Monique Roffey à Londres avec une affiche de son roman ‘La sirène dans la conque noire’, publiée en livre de poche ce mois-ci par Vintage © Monique Roffey

En avril 2020, alors que le coronavirus se répandait dans le monde, Monique Roffey publiait son septième livre.

Il s’est associé à Peepal Tree Press, une petite société indépendante basée au Royaume-Uni, spécialisée dans les Caraïbes, pour publier La sirène à la conque noire après que les filles plus âgées aient rejeté son conte fantastique d’une sirène d’une autre époque.

“Indie m’a posté dans l’œil du cyclone”, dit Roffey. “J’ai fait tout ce que j’ai pu pour que ça se voit.”

L’auteur d’origine trinidadienne a financé 4 500 £ pour un publiciste pour son roman, mais alors que la crise des soins de santé la saisissait, elle craignait que son histoire de sirène ne passe inaperçue.

Il avait du mal à payer son loyer alors que les tournées et les festivals étaient annulés en raison du coronavirus. “Covid a été potentiellement désastreux pour mon livre”, dit-il. « Il risquait de tomber dans le gouffre du Covid. »

Mais alors le conte lyrique de la solitude, de l’amour et de l’altérité a attiré l’attention du monde littéraire et les juges l’ont applaudi. En janvier, le roman a remporté le prestigieux prix du livre Costa de 30 000 £, et les juges l’ont qualifié d’« extraordinaire », de « captivant » et de « plein d’énergie mythique et de personnages inoubliables ».

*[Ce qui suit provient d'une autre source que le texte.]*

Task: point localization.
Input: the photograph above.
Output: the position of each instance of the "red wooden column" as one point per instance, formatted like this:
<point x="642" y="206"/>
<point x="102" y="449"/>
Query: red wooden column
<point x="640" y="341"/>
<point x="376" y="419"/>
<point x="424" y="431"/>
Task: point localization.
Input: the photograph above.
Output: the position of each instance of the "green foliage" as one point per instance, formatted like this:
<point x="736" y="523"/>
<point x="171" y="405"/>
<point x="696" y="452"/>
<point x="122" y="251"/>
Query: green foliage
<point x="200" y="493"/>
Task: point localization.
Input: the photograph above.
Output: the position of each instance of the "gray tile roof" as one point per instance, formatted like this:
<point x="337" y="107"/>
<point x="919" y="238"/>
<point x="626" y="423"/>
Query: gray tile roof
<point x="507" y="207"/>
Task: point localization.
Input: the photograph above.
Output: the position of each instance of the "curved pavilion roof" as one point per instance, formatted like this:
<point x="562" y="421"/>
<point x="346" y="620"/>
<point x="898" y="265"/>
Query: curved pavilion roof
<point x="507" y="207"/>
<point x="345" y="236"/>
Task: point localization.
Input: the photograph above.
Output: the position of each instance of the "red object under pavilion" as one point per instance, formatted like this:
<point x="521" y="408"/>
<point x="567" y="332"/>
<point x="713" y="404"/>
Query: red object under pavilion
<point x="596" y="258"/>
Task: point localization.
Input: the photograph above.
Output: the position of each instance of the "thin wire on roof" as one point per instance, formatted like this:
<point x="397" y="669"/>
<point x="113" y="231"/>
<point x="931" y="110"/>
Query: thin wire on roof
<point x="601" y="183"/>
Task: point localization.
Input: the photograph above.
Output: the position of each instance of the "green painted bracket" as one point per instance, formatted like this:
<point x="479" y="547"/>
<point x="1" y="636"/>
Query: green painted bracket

Et, bingo, tout à coup tout le monde a voulu lire sur la sirène Aycayia, dit Roffey, qui (divulgation complète) a fréquenté la même école que moi en dehors de Port of Spain.

L’histoire s’est vendue à environ 60 000 exemplaires en version imprimée et en ligne et est publiée ce mois-ci en livre de poche par Vintage. Pendant deux semaines consécutives cette année, le roman a dominé la liste des best-sellers du Times. Les droits cinématographiques pourraient bien être les suivants.

« Contre toute attente, j’ai bien fait pendant Covid », déclare Roffey depuis son domicile à Londres. “En 20 ans d’écriture, avec beaucoup de hauts et de bas, je n’ai rien vu de tel.”

Son roman fantastique et folklorique a puisé dans le désir de lecture et d’imagination pendant les jours sombres des blocages induits par les coronavirus. Roffey a rejoint de nombreux auteurs qui ont fait des tournées en ligne avec des lancements de livres et des festivals littéraires, ce qui lui a permis de gagner un lectorat mondial.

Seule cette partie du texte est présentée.